[osmosis-dev] preprocessing for turn-restrictions usins an osmosis-plugin

Thu Feb 19 12:26:20 GMT 2009

marcus.wolschon at googlemail.com wrote:
> On Thu, 19 Feb 2009 19:32:18 +1100, Brett Henderson <brett at bretth.com>
> wrote:
>   
>> I'd suggest that we extends the existing Dataset support to expose write 
>> methods.  The other option is that we leave the existing one as it is 
>> and provide a new one that extends the current one to provide write 
>> access (allowing some implementations to support read-only access only) 
>> but it's probably just creating extra work for not much benefit.  If an 
>> implementation doesn't support updates it can throw a meaningful error 
>> message saying write access isn't supported.
>>     
>
> Both ways are fine with me. However for the second one I suggest
> a method "isWriteSupported()".
>
>   
>> Existing tasks such as --read-pgsql which don't actually read but just 
>> expose a read-only database handle (the Dataset) to downstream tasks 
>> would need to be renamed.  Perhaps --get-pgsql-dataset?
>>     
>
> As --read-pgsql does not provide an entity-stream I guess it was
> misnamed from the start. What about --access-pgsql ? 
>   
I don't think it sounds any clearer to be honest :-)  But I'm not too 
fussed about the name for now.
>> The existing Dataset interface exposes the method "DatasetReader 
>> createReader();" and the DatasetReader provides a bunch of methods for 
>> reading from the db.  This might have to be re-factored somewhat.  The 
>> DatasetReader interface might be more appropriately called 
>> DatasetConnection.  The Dataset.createReader method might be more 
>> appropriately called createConnection.  Alternative name could be 
>> DatasetContext and createContext which is more generic than using the 
>> word "Connection" which implies an external database but I'm not too
>>     
> fussy.
>
> Yes, a rename sounds usefull. It was ...quite confusing when I saw
> that for the first time and had to decide what Interface I needed
> to actually implement to provide random access from a new data-format.
>
> Maybe: 
> DatasetReader => Dataset or RandomAccessData or Map
> Dataset => DatasetFactory or RandomAccessFactory or MapFactory
> DatasetSink => DatasetClient or RandomAccessClient or MapAccessClient
>   as the task need not be a sink for data
>   comming from the Dataset but be a source for data going into it or
>   both.
> with the tasks named:
>  --get-XYZ-dataset or --access-XYZ or --XYZ-map
>   
Okay, this might sound pedantic but I don't feel all that strongly about 
it.  The Dataset interface is what is passed between tasks.  It 
represents a set of data to be read (and now modified).  I'd rather not 
call it DatasetFactory because that would imply that it can be used to 
create datasets which is not the case, the data already exists (it may 
be empty but it exists).  The issue I ran into when creating this is 
that multiple threads may access the Dataset concurrently (I initially 
created it to extract many bboxes concurrently).  Where the data is 
backed by a database that means each thread requires its own 
connection.  So each task must instantiate a connection when it starts 
processing, and close it when it is done.  The DatasetReader provides 
the means to hold that connection specific context.  The DatasetReader 
name is no longer appropriate but I thought something equivalent would 
be okay.  Is it really that confusing?

As for the DatasetSink name, I merely named it that to align with the 
rest of the Sink Source model.  I like the sound of DatasetClient.

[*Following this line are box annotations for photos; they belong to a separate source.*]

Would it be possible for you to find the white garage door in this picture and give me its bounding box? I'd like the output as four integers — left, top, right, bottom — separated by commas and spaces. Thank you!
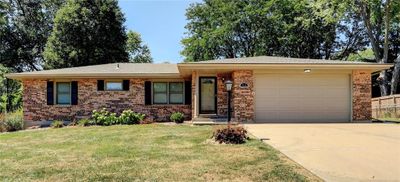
255, 74, 351, 122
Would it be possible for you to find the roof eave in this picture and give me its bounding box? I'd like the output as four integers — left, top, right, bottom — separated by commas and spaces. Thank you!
178, 63, 393, 71
5, 73, 181, 80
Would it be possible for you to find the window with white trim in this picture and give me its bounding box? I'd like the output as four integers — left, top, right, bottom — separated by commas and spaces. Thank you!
105, 81, 123, 91
152, 82, 184, 104
56, 82, 71, 105
169, 82, 183, 104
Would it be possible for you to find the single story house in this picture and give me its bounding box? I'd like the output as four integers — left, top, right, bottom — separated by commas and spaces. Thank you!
6, 56, 392, 125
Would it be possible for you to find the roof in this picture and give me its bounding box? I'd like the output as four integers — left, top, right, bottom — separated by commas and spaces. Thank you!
6, 56, 393, 79
178, 56, 393, 74
6, 63, 180, 79
183, 56, 388, 65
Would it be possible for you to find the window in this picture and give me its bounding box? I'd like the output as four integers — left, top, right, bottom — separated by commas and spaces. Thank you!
169, 82, 183, 104
106, 81, 122, 91
56, 82, 71, 105
153, 82, 184, 104
153, 82, 168, 104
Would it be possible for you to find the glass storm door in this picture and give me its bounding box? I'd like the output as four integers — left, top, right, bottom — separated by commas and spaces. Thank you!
200, 77, 217, 114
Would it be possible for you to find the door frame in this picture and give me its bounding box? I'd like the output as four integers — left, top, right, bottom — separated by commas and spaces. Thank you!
199, 76, 218, 114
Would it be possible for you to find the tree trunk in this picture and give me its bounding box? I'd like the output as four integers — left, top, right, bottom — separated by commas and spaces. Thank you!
390, 56, 400, 95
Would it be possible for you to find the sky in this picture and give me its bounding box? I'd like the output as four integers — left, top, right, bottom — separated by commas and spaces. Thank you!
118, 0, 200, 63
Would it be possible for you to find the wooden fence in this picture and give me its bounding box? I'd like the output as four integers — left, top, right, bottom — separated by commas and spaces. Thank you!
371, 94, 400, 118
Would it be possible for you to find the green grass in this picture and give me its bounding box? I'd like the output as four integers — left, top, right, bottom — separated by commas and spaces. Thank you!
378, 118, 400, 122
0, 124, 320, 181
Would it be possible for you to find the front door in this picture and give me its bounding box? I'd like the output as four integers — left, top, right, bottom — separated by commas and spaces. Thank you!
200, 77, 217, 114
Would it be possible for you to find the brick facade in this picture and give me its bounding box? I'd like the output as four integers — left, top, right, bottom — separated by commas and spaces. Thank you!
23, 70, 371, 125
23, 79, 192, 125
232, 70, 255, 122
352, 70, 372, 121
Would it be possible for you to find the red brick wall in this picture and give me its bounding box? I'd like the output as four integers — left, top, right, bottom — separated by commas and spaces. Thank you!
232, 70, 254, 122
23, 79, 192, 125
352, 70, 372, 121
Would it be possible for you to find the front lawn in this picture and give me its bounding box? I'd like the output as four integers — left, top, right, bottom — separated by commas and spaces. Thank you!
0, 124, 320, 181
378, 118, 400, 123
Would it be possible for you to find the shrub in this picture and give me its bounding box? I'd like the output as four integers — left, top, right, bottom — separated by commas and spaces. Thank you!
50, 120, 64, 128
213, 125, 248, 144
3, 111, 24, 132
92, 108, 118, 126
118, 110, 145, 124
78, 119, 96, 126
169, 112, 185, 123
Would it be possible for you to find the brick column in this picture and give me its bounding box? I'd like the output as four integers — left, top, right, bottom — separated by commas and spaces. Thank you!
232, 70, 254, 122
352, 70, 372, 121
192, 71, 197, 119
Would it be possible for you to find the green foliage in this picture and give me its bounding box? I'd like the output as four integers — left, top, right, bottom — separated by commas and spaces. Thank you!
0, 64, 22, 112
0, 0, 65, 72
92, 108, 118, 126
92, 108, 145, 126
182, 0, 335, 61
347, 49, 375, 61
126, 30, 153, 63
118, 110, 145, 124
78, 119, 96, 126
212, 125, 249, 144
169, 112, 185, 123
44, 0, 129, 69
3, 110, 24, 132
50, 120, 64, 128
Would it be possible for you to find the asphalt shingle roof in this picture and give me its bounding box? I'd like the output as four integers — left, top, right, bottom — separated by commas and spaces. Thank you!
189, 56, 377, 64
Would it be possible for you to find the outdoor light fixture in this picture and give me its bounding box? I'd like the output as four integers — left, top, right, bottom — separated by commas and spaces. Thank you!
225, 80, 233, 124
225, 80, 233, 92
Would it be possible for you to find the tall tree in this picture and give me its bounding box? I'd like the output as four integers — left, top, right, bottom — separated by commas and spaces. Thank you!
313, 0, 400, 96
182, 0, 336, 61
0, 64, 22, 113
44, 0, 129, 69
126, 30, 153, 63
0, 0, 64, 72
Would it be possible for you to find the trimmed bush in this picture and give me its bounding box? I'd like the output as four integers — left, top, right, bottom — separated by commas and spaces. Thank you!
50, 120, 64, 128
212, 125, 249, 144
92, 108, 118, 126
0, 121, 7, 133
119, 110, 145, 124
169, 112, 185, 123
92, 108, 145, 126
78, 119, 96, 126
3, 111, 24, 132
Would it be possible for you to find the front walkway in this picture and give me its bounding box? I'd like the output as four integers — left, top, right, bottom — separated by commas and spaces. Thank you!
245, 123, 400, 181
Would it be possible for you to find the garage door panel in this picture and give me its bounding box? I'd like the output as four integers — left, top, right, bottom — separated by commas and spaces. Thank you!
255, 74, 350, 122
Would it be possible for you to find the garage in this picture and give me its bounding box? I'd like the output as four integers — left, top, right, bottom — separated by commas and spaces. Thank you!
254, 73, 351, 122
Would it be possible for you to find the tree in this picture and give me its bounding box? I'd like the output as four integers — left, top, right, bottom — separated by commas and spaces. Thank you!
313, 0, 400, 96
126, 31, 153, 63
182, 0, 336, 61
0, 64, 22, 113
0, 0, 64, 72
44, 0, 129, 69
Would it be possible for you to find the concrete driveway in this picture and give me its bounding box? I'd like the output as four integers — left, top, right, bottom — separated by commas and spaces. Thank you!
245, 123, 400, 181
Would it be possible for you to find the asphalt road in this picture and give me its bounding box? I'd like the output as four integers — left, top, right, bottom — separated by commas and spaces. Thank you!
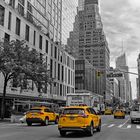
0, 116, 140, 140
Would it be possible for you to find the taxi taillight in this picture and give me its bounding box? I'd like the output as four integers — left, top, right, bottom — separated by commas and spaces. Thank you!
78, 114, 88, 118
60, 114, 66, 117
39, 112, 44, 115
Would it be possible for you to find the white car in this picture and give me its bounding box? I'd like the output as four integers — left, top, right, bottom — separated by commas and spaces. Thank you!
130, 104, 140, 123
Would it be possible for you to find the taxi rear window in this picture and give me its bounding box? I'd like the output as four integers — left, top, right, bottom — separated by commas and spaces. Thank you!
62, 108, 85, 115
29, 109, 41, 113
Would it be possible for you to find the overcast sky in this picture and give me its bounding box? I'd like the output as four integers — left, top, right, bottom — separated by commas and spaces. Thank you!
63, 0, 140, 98
100, 0, 140, 98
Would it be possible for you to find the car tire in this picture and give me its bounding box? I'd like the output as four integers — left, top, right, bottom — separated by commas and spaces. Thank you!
96, 121, 101, 132
88, 123, 94, 136
131, 120, 134, 124
27, 122, 32, 126
59, 130, 66, 137
44, 118, 49, 126
55, 117, 59, 124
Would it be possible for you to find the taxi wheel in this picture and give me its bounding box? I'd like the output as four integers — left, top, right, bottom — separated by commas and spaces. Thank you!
55, 117, 59, 124
96, 122, 101, 132
88, 123, 94, 136
44, 118, 49, 126
59, 130, 66, 137
27, 122, 32, 126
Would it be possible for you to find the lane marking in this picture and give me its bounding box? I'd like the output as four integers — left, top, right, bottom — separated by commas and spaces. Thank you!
118, 124, 123, 128
102, 124, 107, 127
127, 125, 131, 129
136, 125, 140, 129
108, 124, 115, 128
118, 118, 130, 128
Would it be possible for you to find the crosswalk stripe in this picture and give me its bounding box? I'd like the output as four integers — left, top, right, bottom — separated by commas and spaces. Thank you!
136, 125, 140, 129
108, 124, 115, 128
118, 124, 123, 128
127, 125, 131, 128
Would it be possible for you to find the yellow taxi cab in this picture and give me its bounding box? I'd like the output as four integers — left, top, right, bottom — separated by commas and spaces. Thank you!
58, 106, 101, 136
114, 109, 125, 119
104, 108, 112, 115
26, 106, 59, 126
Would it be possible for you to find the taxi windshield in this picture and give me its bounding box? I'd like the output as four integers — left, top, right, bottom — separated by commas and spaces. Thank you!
63, 108, 84, 115
132, 105, 140, 111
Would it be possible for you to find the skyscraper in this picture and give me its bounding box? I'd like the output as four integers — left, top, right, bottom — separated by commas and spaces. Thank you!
0, 0, 75, 114
62, 0, 78, 44
137, 54, 140, 99
68, 0, 110, 98
116, 53, 132, 102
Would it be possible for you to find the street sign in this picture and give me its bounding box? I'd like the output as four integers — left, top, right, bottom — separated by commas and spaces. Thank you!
107, 73, 123, 78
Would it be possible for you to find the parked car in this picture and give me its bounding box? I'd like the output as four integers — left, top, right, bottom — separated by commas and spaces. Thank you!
26, 106, 59, 126
130, 104, 140, 123
19, 114, 26, 123
114, 109, 125, 119
58, 106, 101, 136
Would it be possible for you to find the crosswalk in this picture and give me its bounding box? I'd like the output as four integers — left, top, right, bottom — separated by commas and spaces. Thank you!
102, 124, 140, 130
0, 123, 140, 130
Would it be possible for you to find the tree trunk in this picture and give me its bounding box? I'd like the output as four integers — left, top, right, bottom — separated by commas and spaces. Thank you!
1, 79, 7, 120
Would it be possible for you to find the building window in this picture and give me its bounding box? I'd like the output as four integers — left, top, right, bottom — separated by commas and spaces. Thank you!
33, 31, 36, 46
68, 70, 70, 84
9, 0, 15, 8
60, 84, 62, 96
4, 33, 10, 41
58, 64, 60, 80
39, 35, 42, 50
18, 0, 25, 6
46, 40, 48, 53
51, 44, 53, 57
8, 12, 12, 30
18, 4, 24, 16
0, 5, 5, 26
50, 59, 53, 77
54, 46, 57, 59
25, 25, 30, 41
61, 66, 64, 82
16, 18, 20, 35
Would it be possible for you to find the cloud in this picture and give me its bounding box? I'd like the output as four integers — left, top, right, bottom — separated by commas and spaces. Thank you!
100, 0, 140, 97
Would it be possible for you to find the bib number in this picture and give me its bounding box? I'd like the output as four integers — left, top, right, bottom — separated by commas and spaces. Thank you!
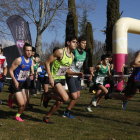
18, 70, 28, 80
76, 61, 83, 69
57, 66, 69, 76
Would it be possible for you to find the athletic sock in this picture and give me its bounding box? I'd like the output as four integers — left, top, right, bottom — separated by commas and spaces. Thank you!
16, 113, 21, 117
65, 109, 70, 113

What does "Map" in some of the above names represent?  Map as in 
OpenStreetMap, or Map as in HashMap?
>
> As for the interface-change, I am currently using this:
> http://travelingsales.svn.sourceforge.net/viewvc/travelingsales/libosm/src/org/openstreetmap/osm/data/IDataSet.java?view=markup
> For OsmBin it has added methods
> getRelationsForWay(), getRelationsForNode(), getRelationsForRelation()
> instead of just getWaysForNode() .
> There is no getAllNodes() or getAllWays(), instead it uses
> getNodes(Bounds.World),
> however many backends do not scale in that method. (I did not implement for
> streaming large areas from the database once they are imported.)
>   
Those methods all sound good.
> If your new interface is not completely different I can provide you
> with tested implementations of random access to 
> * in-memory data (good for temporary data and unit-tests)
> * osm-xml-files  (could prove very usefull)
> * osm-xml-files split by tile-number with hsqldb for an id->tile index
> * osmbin with 3 additional lower-detail maps that are generated and updated
> on the fly
>   (native format for Traveling Salesman)
> as well as less tested code for
> * hsqldb
> * mysql
> where you may borrow code to implement the update-functionality
> for your existing mysql and postgis -datasets.
>   
This also sounds great.  Once we get the core in place we can look at 
adding some of these.
>> Your task could then implement both the DatasetSink and Sink interfaces 
>> allowing it to receive an incoming entity stream, and a handle to a 
>> database.  The command line would look something like:
>> osmosis --read-xml myfile.osm --get-pgsql-dataset 
>> dbAuthFile=authFile.txt --induce-ways-for-turn-restrictions.
>>
>> What do you think?
>>     
>
> Sounds very good.
> Is there anything I can help with?
>   
You can code it if you like :-)  Do you have svn access?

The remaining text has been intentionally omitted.